The past century has seen the most spectacular discoveries and theoretical developments in fundamental physics. Studying how the curvature of spacetime encodes the force of gravitation has advanced our understanding of general relativity, while quantum mechanics allowed us to describe nature at the sub-atomic level. On top of that, quantum field theory emerged as the idea that our world is traversed by fields vibrating in a certain harmony, together materialising the world around us. The language of field theory has proven incredibly useful in deciphering nature to an astonishing level of precision.
In spite of these successes, many questions of fundamental physics remain unanswered. In my PhD, I am focusing on string theory and its potential implications on our understanding of nature. In basic terms, string theory proposes that the world around us is composed of vibrating strings, rather than individual particles. Drawing from the ideas of quantum field theory, mentioned above, string theory allows us to unify an infinite number of fields in an abstract, higher-dimensional space. When we try to connect string theory to our observed four-dimensional Universe (one time and three space directions), the theory becomes inherently entangled with compact geometries (e.g. circles, spheres and generalisations thereof) in the context of so-called string compactifications. These compactifications are the bridge between the high number of dimensions that string theory predicts and the four dimensions we can observe, and so sit at the heart of the physics that shapes the world around us. To study these theories and interpret the physics they produce, we already use a heavy machinery of mathematical tools.
However, there are a huge number of choices involved in the analysis of string theory, giving rise to a seemingly endless number of predictions about the interactions involved - the so-called string landscape. Analysing the full landscape would require us to generate and process datasets with up to 10^500 elements by exploring different solutions of the equations of motion. Ultimately, at least one of them should describe our real would as we know it, but no guiding principle has emerged yet. In practical terms, a complete scan is computationally infeasible. Even if it were feasible, there are computational complexities that make the analysis highly challenging.
Nonetheless, there are strategies we can use to analyse the landscape more effectively. In my PhD, for example, I’ve been able to make progress by identifying which of the aforementioned solutions can be discarded because they are physically irrelevant. Complementing these efforts, we can develop data-driven tools to facilitate our search for viable solutions of string theory. The advent of ‘Big Data’ provides a golden opportunity to shine new light on such datasets and more generally on some of the open questions in mathematical physics. It is this interplay of a triad of fields - mathematics, physics and data science - that has fascinated me for a long time.

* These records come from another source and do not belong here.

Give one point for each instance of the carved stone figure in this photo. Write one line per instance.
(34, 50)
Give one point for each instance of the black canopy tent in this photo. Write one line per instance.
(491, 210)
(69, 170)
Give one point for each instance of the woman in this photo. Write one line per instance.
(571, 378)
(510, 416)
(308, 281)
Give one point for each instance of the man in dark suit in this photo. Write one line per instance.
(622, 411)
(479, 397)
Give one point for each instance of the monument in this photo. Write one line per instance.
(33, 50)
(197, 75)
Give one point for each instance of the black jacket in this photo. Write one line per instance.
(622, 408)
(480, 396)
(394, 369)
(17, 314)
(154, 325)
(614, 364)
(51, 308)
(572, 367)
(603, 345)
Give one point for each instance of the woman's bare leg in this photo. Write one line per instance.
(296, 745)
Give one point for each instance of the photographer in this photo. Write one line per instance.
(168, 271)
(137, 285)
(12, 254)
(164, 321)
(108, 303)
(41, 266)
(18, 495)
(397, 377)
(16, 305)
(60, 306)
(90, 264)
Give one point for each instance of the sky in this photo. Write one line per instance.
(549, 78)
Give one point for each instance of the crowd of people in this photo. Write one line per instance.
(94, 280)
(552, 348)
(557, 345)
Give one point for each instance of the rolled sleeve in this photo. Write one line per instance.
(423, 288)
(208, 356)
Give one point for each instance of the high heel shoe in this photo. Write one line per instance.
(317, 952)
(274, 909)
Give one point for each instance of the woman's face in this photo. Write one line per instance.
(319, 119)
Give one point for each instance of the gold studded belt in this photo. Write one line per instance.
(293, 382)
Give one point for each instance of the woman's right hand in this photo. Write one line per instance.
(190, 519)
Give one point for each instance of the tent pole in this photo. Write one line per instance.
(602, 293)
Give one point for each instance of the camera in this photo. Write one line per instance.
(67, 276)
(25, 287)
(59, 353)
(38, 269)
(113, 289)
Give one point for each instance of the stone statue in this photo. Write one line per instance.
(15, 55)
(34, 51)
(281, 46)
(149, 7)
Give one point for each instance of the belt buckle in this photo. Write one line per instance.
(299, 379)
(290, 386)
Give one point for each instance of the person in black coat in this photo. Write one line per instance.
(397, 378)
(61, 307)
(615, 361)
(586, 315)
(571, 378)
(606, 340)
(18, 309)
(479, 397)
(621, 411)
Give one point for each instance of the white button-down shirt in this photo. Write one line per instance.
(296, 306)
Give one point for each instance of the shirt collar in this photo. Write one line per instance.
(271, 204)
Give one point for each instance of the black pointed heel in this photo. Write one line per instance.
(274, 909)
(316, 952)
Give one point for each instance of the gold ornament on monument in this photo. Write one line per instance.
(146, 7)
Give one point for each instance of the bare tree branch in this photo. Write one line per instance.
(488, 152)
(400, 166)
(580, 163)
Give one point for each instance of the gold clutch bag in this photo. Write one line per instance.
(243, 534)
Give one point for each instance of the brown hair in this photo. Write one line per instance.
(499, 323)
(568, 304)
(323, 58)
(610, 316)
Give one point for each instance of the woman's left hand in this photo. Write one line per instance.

The “Accelerate-Spark - Data for Science Residency Programme“ has given me a chance to further develop my data processing and handling skills, which are prerequisites for attacking the above tasks. Over the course of six weeks, I have benefited especially from the tutorials on data preprocessing utilising the Python package Pandas. Here, I acquired new skills in quickly manipulating and filtering data for specific tasks which has sped up significantly the computer-based aspects of my research projects. Similarly, the lectures and assignments on data visualisation using e.g. Bookeh have substantially improved the way I present my data to collaborators and at conferences. In the long run, these competencies are imperative when disseminating my research. Lastly, the interdisciplinary outline of the workshop has led to stimulating discussions among the participants. I believe that this has been a great event for early-career researchers to build a network across various disciplines.
Currently, I am working on a follow-up of one of my earlier papers on applying genetic algorithms – algorithms that solve optimisation problems using a strategy that is inspired by evolutionary biology - to the string landscape. In our latest project, we provide a code for computing general set-ups using auto-differentiation via JAX which is a Python package “for high-performance machine learning research“. Further, we contrast applications of genetic algorithms and reinforcement learning to traversing the humongous space of available solutions. This allows us to investigate correlations among the various physical solutions which can inform physicists about where to look for interesting phenomena. While general results from these investigations are still pending, the progress of this project was heavily influenced by the techniques I learnt over the course of the Residency programme. Most importantly, it provided the very foundation on which I was able to expand my expertise and to develop efficient new applications of AI to mathematical physics.
Overall, the programme has had a significant impact on my research, especially on the way I approach new projects involving data. In the future, I am continuing to promote the interdisciplinary scope of my research by highlighting the beautiful symbiosis of mathematical rigorousness, physical intuition and computer scientific methods.